Combined with that confusion, 51% of survey participants said they need help in deciding how much money they require for retirement. This is particularly relevant for baby boomers, says Ron Harvey, a senior financial advisor and branch manager with Investment Planning Counsel Inc. in Ottawa.”We live in a ‘now’ society. We don’t think we need to put money away today for tomorrow,” he says. “But as we get closer to retirement, we worry we won’t have enough.”

That worry is compounded by shifting demographics: Canadians are living longer. “One of the concerns people have today is outliving their money. You might work 30 years, then you might live another 30 years,” says Chris Dewdney, senior advisor and certified financial planner (CFP) with DWL Financial Services Inc. in Toronto.

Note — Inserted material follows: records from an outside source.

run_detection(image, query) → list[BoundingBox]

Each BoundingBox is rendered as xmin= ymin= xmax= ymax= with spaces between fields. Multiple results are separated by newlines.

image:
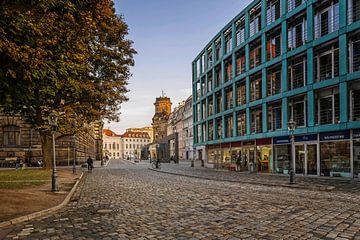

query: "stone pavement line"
xmin=0 ymin=172 xmax=84 ymax=229
xmin=148 ymin=167 xmax=333 ymax=191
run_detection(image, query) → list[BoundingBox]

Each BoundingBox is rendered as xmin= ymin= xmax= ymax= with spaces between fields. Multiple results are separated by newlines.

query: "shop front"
xmin=295 ymin=134 xmax=319 ymax=175
xmin=319 ymin=131 xmax=352 ymax=177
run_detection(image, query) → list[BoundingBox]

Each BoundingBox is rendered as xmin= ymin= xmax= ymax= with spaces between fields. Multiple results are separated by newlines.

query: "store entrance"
xmin=295 ymin=143 xmax=318 ymax=175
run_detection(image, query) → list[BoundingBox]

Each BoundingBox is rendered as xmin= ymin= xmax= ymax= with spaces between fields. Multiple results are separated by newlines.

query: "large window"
xmin=235 ymin=49 xmax=246 ymax=76
xmin=3 ymin=125 xmax=20 ymax=147
xmin=289 ymin=96 xmax=307 ymax=127
xmin=250 ymin=4 xmax=261 ymax=37
xmin=236 ymin=17 xmax=245 ymax=46
xmin=314 ymin=0 xmax=339 ymax=38
xmin=250 ymin=40 xmax=261 ymax=68
xmin=315 ymin=88 xmax=340 ymax=124
xmin=288 ymin=56 xmax=307 ymax=90
xmin=314 ymin=43 xmax=339 ymax=81
xmin=267 ymin=65 xmax=281 ymax=96
xmin=250 ymin=73 xmax=262 ymax=101
xmin=236 ymin=80 xmax=246 ymax=106
xmin=236 ymin=111 xmax=246 ymax=136
xmin=349 ymin=32 xmax=360 ymax=73
xmin=288 ymin=14 xmax=307 ymax=50
xmin=251 ymin=108 xmax=262 ymax=133
xmin=266 ymin=0 xmax=281 ymax=25
xmin=268 ymin=102 xmax=282 ymax=131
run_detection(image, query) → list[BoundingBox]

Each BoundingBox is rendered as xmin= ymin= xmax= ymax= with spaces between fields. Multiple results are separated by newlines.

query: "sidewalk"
xmin=152 ymin=162 xmax=360 ymax=194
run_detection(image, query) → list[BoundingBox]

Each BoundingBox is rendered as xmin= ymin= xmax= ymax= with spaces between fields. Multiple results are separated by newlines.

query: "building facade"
xmin=193 ymin=0 xmax=360 ymax=178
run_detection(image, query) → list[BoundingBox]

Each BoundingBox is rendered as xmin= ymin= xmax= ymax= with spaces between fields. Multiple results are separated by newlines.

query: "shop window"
xmin=225 ymin=86 xmax=233 ymax=110
xmin=288 ymin=56 xmax=307 ymax=90
xmin=250 ymin=40 xmax=261 ymax=68
xmin=225 ymin=114 xmax=234 ymax=138
xmin=288 ymin=0 xmax=306 ymax=12
xmin=225 ymin=57 xmax=232 ymax=82
xmin=266 ymin=0 xmax=281 ymax=25
xmin=267 ymin=65 xmax=281 ymax=96
xmin=249 ymin=4 xmax=261 ymax=37
xmin=288 ymin=96 xmax=307 ymax=127
xmin=267 ymin=30 xmax=281 ymax=60
xmin=3 ymin=125 xmax=20 ymax=147
xmin=236 ymin=111 xmax=246 ymax=136
xmin=314 ymin=0 xmax=339 ymax=38
xmin=268 ymin=102 xmax=282 ymax=132
xmin=314 ymin=43 xmax=339 ymax=82
xmin=224 ymin=29 xmax=232 ymax=54
xmin=348 ymin=0 xmax=360 ymax=24
xmin=236 ymin=80 xmax=246 ymax=106
xmin=349 ymin=32 xmax=360 ymax=73
xmin=320 ymin=141 xmax=351 ymax=177
xmin=250 ymin=73 xmax=262 ymax=101
xmin=236 ymin=17 xmax=245 ymax=46
xmin=315 ymin=88 xmax=340 ymax=125
xmin=349 ymin=81 xmax=360 ymax=121
xmin=288 ymin=14 xmax=307 ymax=50
xmin=251 ymin=108 xmax=262 ymax=133
xmin=235 ymin=49 xmax=246 ymax=76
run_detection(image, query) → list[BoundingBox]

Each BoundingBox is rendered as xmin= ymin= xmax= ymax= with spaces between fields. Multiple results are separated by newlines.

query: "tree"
xmin=0 ymin=0 xmax=136 ymax=168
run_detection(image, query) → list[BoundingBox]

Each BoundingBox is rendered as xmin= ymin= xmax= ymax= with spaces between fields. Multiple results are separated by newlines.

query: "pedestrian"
xmin=86 ymin=156 xmax=93 ymax=171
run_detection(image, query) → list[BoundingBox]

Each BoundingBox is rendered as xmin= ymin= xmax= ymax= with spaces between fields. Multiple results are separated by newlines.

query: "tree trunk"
xmin=40 ymin=132 xmax=53 ymax=169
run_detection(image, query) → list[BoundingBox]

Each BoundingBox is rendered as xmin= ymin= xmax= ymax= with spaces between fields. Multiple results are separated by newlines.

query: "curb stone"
xmin=0 ymin=173 xmax=84 ymax=229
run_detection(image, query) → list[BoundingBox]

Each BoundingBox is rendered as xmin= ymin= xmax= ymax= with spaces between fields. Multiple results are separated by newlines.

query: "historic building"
xmin=0 ymin=115 xmax=102 ymax=165
xmin=193 ymin=0 xmax=360 ymax=178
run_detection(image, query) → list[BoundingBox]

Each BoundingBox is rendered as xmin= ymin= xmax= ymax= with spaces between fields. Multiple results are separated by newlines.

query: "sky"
xmin=105 ymin=0 xmax=251 ymax=134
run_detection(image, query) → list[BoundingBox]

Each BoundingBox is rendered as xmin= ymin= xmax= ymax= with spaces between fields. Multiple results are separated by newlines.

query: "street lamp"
xmin=48 ymin=113 xmax=59 ymax=192
xmin=288 ymin=119 xmax=296 ymax=184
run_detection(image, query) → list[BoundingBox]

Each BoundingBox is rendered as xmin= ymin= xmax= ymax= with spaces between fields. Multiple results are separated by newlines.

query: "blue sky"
xmin=105 ymin=0 xmax=251 ymax=133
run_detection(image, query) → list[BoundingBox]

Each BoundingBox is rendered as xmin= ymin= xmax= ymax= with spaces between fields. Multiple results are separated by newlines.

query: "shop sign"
xmin=353 ymin=129 xmax=360 ymax=139
xmin=320 ymin=131 xmax=350 ymax=141
xmin=273 ymin=136 xmax=290 ymax=144
xmin=295 ymin=134 xmax=317 ymax=142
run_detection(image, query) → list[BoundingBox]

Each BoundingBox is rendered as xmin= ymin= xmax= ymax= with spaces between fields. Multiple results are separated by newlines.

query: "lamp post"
xmin=288 ymin=119 xmax=296 ymax=184
xmin=48 ymin=113 xmax=58 ymax=192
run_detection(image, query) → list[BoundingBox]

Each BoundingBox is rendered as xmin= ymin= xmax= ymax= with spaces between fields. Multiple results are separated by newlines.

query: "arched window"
xmin=3 ymin=125 xmax=20 ymax=146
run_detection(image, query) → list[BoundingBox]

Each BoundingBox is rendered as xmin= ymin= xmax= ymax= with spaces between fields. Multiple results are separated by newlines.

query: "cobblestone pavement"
xmin=2 ymin=161 xmax=360 ymax=239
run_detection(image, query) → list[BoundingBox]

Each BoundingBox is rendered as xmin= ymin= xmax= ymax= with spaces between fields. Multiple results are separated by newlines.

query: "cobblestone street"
xmin=2 ymin=161 xmax=360 ymax=239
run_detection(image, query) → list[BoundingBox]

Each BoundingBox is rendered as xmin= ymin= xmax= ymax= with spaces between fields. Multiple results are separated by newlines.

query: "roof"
xmin=103 ymin=129 xmax=121 ymax=137
xmin=122 ymin=132 xmax=150 ymax=139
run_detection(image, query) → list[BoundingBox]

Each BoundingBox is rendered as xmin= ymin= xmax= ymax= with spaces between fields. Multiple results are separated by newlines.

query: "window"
xmin=250 ymin=73 xmax=262 ymax=101
xmin=315 ymin=88 xmax=340 ymax=125
xmin=3 ymin=125 xmax=20 ymax=146
xmin=236 ymin=80 xmax=246 ymax=106
xmin=250 ymin=4 xmax=261 ymax=37
xmin=236 ymin=111 xmax=246 ymax=136
xmin=251 ymin=108 xmax=262 ymax=133
xmin=267 ymin=30 xmax=281 ymax=60
xmin=268 ymin=102 xmax=282 ymax=131
xmin=288 ymin=0 xmax=306 ymax=11
xmin=288 ymin=15 xmax=307 ymax=50
xmin=266 ymin=0 xmax=281 ymax=25
xmin=236 ymin=17 xmax=245 ymax=46
xmin=314 ymin=0 xmax=339 ymax=38
xmin=349 ymin=32 xmax=360 ymax=73
xmin=348 ymin=0 xmax=360 ymax=24
xmin=224 ymin=29 xmax=232 ymax=54
xmin=225 ymin=114 xmax=234 ymax=138
xmin=250 ymin=40 xmax=261 ymax=68
xmin=267 ymin=65 xmax=281 ymax=96
xmin=235 ymin=49 xmax=246 ymax=76
xmin=225 ymin=86 xmax=233 ymax=110
xmin=289 ymin=96 xmax=307 ymax=127
xmin=288 ymin=56 xmax=307 ymax=90
xmin=314 ymin=43 xmax=339 ymax=82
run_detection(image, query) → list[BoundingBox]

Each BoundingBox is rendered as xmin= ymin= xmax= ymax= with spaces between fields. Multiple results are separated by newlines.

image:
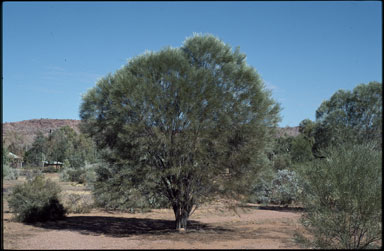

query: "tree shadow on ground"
xmin=240 ymin=205 xmax=305 ymax=212
xmin=33 ymin=216 xmax=231 ymax=237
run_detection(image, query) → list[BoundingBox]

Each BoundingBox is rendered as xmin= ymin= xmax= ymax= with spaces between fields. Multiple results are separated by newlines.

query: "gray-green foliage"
xmin=25 ymin=126 xmax=97 ymax=171
xmin=2 ymin=164 xmax=20 ymax=180
xmin=294 ymin=143 xmax=382 ymax=249
xmin=93 ymin=163 xmax=169 ymax=212
xmin=249 ymin=169 xmax=302 ymax=205
xmin=314 ymin=82 xmax=383 ymax=151
xmin=80 ymin=35 xmax=280 ymax=227
xmin=59 ymin=163 xmax=97 ymax=185
xmin=8 ymin=176 xmax=66 ymax=222
xmin=63 ymin=193 xmax=93 ymax=214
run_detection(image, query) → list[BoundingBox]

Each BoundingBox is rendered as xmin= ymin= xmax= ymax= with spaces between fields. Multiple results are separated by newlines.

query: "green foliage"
xmin=1 ymin=141 xmax=9 ymax=167
xmin=290 ymin=135 xmax=313 ymax=163
xmin=299 ymin=143 xmax=382 ymax=249
xmin=63 ymin=194 xmax=93 ymax=214
xmin=314 ymin=82 xmax=383 ymax=151
xmin=269 ymin=169 xmax=302 ymax=205
xmin=80 ymin=35 xmax=280 ymax=227
xmin=2 ymin=164 xmax=20 ymax=180
xmin=60 ymin=163 xmax=96 ymax=184
xmin=249 ymin=169 xmax=302 ymax=205
xmin=25 ymin=126 xmax=97 ymax=169
xmin=8 ymin=176 xmax=66 ymax=222
xmin=93 ymin=164 xmax=169 ymax=212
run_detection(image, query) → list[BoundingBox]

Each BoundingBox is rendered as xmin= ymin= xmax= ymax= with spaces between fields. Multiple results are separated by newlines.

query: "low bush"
xmin=248 ymin=169 xmax=302 ymax=205
xmin=2 ymin=165 xmax=20 ymax=180
xmin=60 ymin=167 xmax=86 ymax=184
xmin=269 ymin=169 xmax=302 ymax=205
xmin=296 ymin=144 xmax=382 ymax=249
xmin=63 ymin=194 xmax=93 ymax=214
xmin=43 ymin=166 xmax=58 ymax=173
xmin=60 ymin=163 xmax=96 ymax=185
xmin=8 ymin=176 xmax=66 ymax=223
xmin=92 ymin=165 xmax=169 ymax=212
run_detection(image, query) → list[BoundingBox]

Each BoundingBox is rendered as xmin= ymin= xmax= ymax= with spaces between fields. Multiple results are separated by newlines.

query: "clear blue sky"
xmin=2 ymin=1 xmax=382 ymax=126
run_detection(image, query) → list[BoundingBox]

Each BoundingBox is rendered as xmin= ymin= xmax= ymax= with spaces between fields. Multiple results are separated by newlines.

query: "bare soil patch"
xmin=3 ymin=175 xmax=301 ymax=250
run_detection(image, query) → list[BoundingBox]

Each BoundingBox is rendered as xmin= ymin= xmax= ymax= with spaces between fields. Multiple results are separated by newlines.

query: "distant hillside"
xmin=3 ymin=119 xmax=299 ymax=149
xmin=3 ymin=119 xmax=80 ymax=146
xmin=276 ymin=126 xmax=300 ymax=137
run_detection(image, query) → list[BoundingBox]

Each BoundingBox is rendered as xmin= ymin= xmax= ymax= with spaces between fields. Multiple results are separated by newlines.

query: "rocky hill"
xmin=3 ymin=119 xmax=80 ymax=146
xmin=3 ymin=119 xmax=299 ymax=150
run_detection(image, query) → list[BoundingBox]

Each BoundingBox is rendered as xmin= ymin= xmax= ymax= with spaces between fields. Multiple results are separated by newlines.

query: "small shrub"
xmin=248 ymin=169 xmax=302 ymax=205
xmin=64 ymin=194 xmax=93 ymax=214
xmin=3 ymin=165 xmax=20 ymax=180
xmin=24 ymin=168 xmax=42 ymax=181
xmin=8 ymin=176 xmax=66 ymax=223
xmin=269 ymin=169 xmax=301 ymax=205
xmin=296 ymin=145 xmax=382 ymax=249
xmin=43 ymin=166 xmax=57 ymax=173
xmin=60 ymin=164 xmax=96 ymax=184
xmin=60 ymin=167 xmax=86 ymax=184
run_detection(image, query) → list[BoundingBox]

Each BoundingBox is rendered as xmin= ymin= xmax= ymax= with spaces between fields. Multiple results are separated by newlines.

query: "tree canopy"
xmin=314 ymin=82 xmax=383 ymax=149
xmin=80 ymin=35 xmax=280 ymax=228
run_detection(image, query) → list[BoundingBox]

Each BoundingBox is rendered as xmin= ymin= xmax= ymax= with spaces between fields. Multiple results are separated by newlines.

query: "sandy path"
xmin=4 ymin=206 xmax=300 ymax=250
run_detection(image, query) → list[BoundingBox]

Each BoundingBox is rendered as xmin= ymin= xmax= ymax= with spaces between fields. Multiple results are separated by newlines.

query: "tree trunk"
xmin=173 ymin=206 xmax=190 ymax=231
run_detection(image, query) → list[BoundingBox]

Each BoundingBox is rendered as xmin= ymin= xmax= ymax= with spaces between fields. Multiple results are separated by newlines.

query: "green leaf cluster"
xmin=301 ymin=143 xmax=382 ymax=249
xmin=8 ymin=176 xmax=66 ymax=222
xmin=80 ymin=35 xmax=280 ymax=229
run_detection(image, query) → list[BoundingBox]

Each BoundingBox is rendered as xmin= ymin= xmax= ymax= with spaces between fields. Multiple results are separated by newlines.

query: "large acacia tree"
xmin=80 ymin=35 xmax=280 ymax=229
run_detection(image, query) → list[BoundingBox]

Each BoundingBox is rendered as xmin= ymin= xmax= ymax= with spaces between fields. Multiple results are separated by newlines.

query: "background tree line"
xmin=24 ymin=126 xmax=97 ymax=168
xmin=4 ymin=35 xmax=382 ymax=248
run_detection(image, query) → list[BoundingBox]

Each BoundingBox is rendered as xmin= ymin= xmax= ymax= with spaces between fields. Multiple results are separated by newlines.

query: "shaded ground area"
xmin=3 ymin=177 xmax=301 ymax=250
xmin=4 ymin=206 xmax=300 ymax=249
xmin=28 ymin=216 xmax=231 ymax=237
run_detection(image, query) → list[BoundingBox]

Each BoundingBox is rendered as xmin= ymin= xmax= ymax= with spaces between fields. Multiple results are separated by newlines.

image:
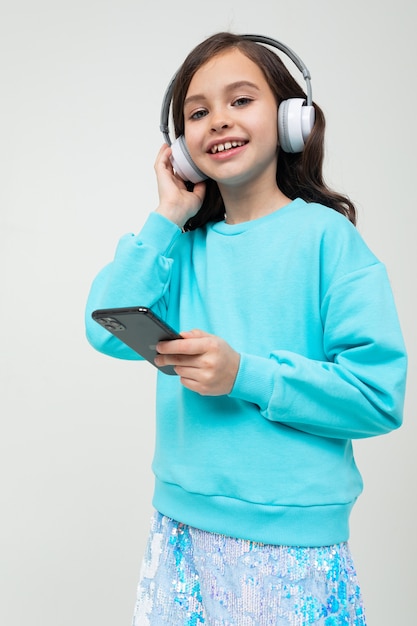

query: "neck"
xmin=219 ymin=180 xmax=291 ymax=224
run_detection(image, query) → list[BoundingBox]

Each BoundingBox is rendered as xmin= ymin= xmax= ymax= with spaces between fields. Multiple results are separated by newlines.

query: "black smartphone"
xmin=91 ymin=306 xmax=182 ymax=375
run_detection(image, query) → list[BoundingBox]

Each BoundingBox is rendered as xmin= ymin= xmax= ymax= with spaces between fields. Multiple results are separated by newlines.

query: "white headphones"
xmin=159 ymin=35 xmax=315 ymax=183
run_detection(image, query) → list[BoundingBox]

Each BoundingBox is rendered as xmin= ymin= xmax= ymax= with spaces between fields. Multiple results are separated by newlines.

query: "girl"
xmin=86 ymin=33 xmax=406 ymax=626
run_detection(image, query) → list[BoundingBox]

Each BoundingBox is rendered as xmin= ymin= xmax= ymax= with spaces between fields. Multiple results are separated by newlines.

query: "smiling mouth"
xmin=209 ymin=141 xmax=247 ymax=154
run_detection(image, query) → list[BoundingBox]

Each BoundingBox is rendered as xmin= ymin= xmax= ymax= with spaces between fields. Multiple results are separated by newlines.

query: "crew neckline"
xmin=211 ymin=198 xmax=304 ymax=235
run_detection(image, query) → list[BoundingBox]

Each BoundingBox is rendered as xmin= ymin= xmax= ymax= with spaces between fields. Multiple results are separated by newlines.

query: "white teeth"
xmin=210 ymin=141 xmax=245 ymax=154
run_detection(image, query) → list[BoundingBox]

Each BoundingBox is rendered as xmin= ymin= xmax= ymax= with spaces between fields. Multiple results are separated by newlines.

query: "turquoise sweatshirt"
xmin=86 ymin=199 xmax=406 ymax=546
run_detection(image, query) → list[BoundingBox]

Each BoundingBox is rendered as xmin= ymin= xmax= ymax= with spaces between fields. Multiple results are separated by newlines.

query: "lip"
xmin=207 ymin=137 xmax=248 ymax=156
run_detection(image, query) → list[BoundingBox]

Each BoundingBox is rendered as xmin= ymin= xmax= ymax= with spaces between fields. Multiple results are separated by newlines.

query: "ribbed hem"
xmin=153 ymin=479 xmax=354 ymax=547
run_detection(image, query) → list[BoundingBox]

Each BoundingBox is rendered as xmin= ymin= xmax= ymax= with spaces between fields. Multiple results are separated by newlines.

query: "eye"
xmin=190 ymin=109 xmax=207 ymax=120
xmin=232 ymin=96 xmax=252 ymax=107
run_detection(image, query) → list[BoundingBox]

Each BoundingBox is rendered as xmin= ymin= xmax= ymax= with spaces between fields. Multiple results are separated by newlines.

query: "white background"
xmin=0 ymin=0 xmax=417 ymax=626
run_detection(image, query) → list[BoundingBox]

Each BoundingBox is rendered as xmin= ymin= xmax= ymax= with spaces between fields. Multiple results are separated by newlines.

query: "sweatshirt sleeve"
xmin=85 ymin=213 xmax=181 ymax=359
xmin=230 ymin=263 xmax=407 ymax=439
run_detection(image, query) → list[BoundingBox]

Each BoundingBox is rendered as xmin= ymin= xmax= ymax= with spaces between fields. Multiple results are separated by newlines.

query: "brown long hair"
xmin=172 ymin=32 xmax=356 ymax=230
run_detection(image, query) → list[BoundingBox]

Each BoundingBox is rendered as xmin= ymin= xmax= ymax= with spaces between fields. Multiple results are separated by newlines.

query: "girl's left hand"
xmin=155 ymin=330 xmax=240 ymax=396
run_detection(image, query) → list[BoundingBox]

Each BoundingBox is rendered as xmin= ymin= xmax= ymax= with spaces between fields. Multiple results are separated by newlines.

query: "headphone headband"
xmin=159 ymin=35 xmax=313 ymax=146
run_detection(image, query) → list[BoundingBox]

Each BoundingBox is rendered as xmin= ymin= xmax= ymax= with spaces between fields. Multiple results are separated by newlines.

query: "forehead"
xmin=187 ymin=48 xmax=269 ymax=96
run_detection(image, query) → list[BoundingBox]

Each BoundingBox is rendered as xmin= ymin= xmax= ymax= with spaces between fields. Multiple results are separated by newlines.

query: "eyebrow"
xmin=184 ymin=80 xmax=259 ymax=107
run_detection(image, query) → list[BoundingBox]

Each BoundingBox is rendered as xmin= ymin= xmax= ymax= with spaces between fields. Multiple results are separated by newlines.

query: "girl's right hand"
xmin=154 ymin=144 xmax=206 ymax=228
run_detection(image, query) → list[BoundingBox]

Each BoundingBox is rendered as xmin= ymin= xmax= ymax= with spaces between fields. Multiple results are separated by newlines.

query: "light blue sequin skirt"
xmin=133 ymin=513 xmax=366 ymax=626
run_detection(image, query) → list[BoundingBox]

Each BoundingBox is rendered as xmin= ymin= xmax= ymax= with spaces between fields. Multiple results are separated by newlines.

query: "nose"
xmin=210 ymin=110 xmax=232 ymax=132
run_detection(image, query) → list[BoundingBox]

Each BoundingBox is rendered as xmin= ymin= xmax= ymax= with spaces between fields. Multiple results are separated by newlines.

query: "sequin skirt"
xmin=133 ymin=513 xmax=366 ymax=626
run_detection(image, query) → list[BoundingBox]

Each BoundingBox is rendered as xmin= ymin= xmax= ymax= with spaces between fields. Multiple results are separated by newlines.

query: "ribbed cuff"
xmin=229 ymin=353 xmax=279 ymax=411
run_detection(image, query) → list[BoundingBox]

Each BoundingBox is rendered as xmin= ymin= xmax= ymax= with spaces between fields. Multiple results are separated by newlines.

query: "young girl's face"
xmin=184 ymin=48 xmax=278 ymax=187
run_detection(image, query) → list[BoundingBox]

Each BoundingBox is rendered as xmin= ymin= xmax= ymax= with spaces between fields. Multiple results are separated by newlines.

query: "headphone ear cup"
xmin=278 ymin=98 xmax=315 ymax=153
xmin=171 ymin=135 xmax=207 ymax=183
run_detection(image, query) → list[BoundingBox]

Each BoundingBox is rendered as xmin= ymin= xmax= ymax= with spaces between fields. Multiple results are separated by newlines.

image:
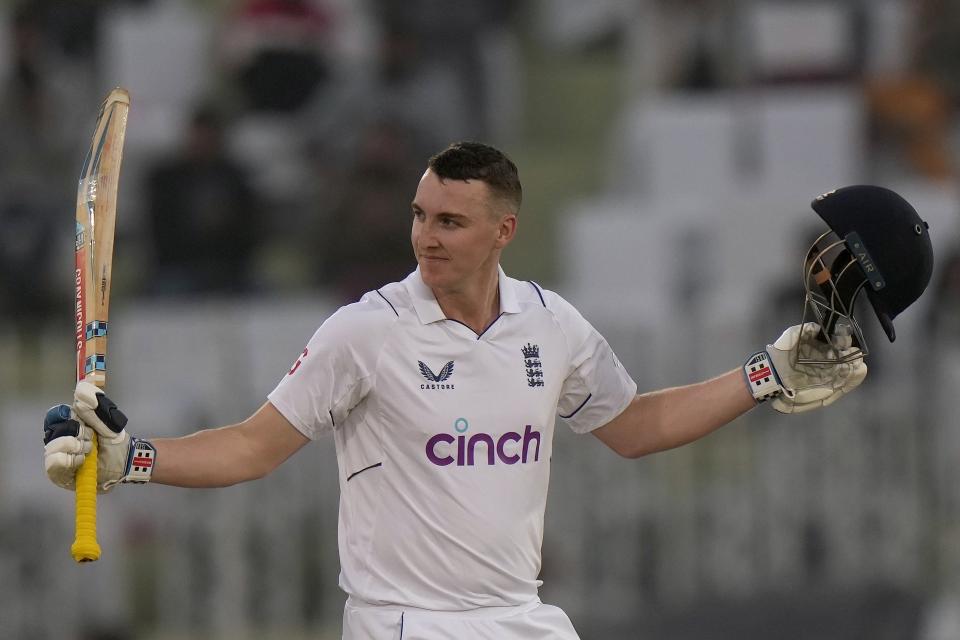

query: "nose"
xmin=414 ymin=222 xmax=440 ymax=249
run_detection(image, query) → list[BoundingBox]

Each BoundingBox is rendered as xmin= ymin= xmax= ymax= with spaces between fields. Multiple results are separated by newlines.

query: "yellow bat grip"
xmin=70 ymin=434 xmax=100 ymax=562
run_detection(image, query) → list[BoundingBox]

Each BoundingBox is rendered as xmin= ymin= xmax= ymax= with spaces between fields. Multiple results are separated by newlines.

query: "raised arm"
xmin=44 ymin=382 xmax=309 ymax=491
xmin=592 ymin=369 xmax=757 ymax=458
xmin=151 ymin=402 xmax=309 ymax=487
xmin=593 ymin=323 xmax=867 ymax=458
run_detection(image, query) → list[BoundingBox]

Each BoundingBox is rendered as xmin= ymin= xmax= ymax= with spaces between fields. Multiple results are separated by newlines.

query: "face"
xmin=410 ymin=169 xmax=517 ymax=293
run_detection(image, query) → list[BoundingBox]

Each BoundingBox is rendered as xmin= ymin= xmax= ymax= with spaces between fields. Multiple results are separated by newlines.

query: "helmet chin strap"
xmin=795 ymin=231 xmax=869 ymax=365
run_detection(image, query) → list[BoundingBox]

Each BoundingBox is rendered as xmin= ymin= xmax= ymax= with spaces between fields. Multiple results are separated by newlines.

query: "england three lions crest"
xmin=520 ymin=342 xmax=543 ymax=387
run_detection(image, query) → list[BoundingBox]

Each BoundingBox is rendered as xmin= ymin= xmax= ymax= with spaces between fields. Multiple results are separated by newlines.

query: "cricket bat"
xmin=70 ymin=87 xmax=130 ymax=562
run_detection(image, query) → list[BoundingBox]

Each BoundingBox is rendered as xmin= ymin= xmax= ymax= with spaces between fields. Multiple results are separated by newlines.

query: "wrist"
xmin=120 ymin=437 xmax=157 ymax=484
xmin=743 ymin=351 xmax=783 ymax=403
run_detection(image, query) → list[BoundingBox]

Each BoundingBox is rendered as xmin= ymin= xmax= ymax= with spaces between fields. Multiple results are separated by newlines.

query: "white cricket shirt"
xmin=269 ymin=269 xmax=637 ymax=611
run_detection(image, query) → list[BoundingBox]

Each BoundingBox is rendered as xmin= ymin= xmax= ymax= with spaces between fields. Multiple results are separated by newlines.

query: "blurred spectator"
xmin=146 ymin=107 xmax=262 ymax=294
xmin=0 ymin=4 xmax=81 ymax=331
xmin=311 ymin=121 xmax=424 ymax=302
xmin=866 ymin=0 xmax=960 ymax=180
xmin=927 ymin=245 xmax=960 ymax=344
xmin=224 ymin=0 xmax=332 ymax=112
xmin=375 ymin=0 xmax=516 ymax=148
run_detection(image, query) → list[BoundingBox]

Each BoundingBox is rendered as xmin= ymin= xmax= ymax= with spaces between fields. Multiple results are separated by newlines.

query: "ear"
xmin=496 ymin=213 xmax=517 ymax=249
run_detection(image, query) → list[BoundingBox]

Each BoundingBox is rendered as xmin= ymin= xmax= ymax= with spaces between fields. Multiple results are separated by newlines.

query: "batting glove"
xmin=43 ymin=382 xmax=156 ymax=493
xmin=743 ymin=322 xmax=867 ymax=413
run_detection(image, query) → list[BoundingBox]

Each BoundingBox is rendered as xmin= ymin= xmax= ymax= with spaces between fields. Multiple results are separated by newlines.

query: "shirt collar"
xmin=403 ymin=265 xmax=520 ymax=324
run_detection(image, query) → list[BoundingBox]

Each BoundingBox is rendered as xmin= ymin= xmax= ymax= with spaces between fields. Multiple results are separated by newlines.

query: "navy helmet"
xmin=807 ymin=185 xmax=933 ymax=342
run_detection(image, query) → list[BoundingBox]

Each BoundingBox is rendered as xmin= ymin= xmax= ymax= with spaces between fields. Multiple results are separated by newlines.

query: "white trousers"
xmin=343 ymin=598 xmax=580 ymax=640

The best place to start addressing these issues is by assessing risk tolerance, says Glen Rankin, financial planner with Rankin Financial Planning Ltd. in Truro, N.S.: “You need to set a ceiling on risk, factoring in the client’s practical risk tolerance, emotional risk tolerance and, finally, their goals and objectives. Once that is done, dial it back a notch, because clients normally think that their risk tolerance is higher than it is. In a bull market, everyone is a cowboy; not so much in a bear market.”

In fact, 48% of participants in the BMO survey said they need help with risk tolerance. For financial planners, helping clients to understand – then accept – their risk profile is a key role, Dewdney says: “Our job is to explain risk appetite and put them on an appropriate path.”

For example, aggressive clients with a healthy nest egg may need to be more conservative, he notes, while risk-averse clients with insufficient assets for retirement may have to accept more risk or adjust their retirement plans to live on less.

Media attention on the volatility of the market also has Canadians concerned about the sustainability of their retirement portfolios. “This gets more airtime than where the market is going,” Armstrong says. “Canadians need someone to bounce ideas off of. They want help.”

Client distress is no surprise to Peter Merrick, a CFP in Toronto and president of MerrickWealth.com: “It’s very difficult for most people to imagine what it will be like when they retire.” It’s the financial planner’s job, he adds, to help clients imagine that reality; as a result, conversations about available options may be difficult. “Be honest with clients, whether the person wants to hear it or not. Clients may have to reset goals and expectations.”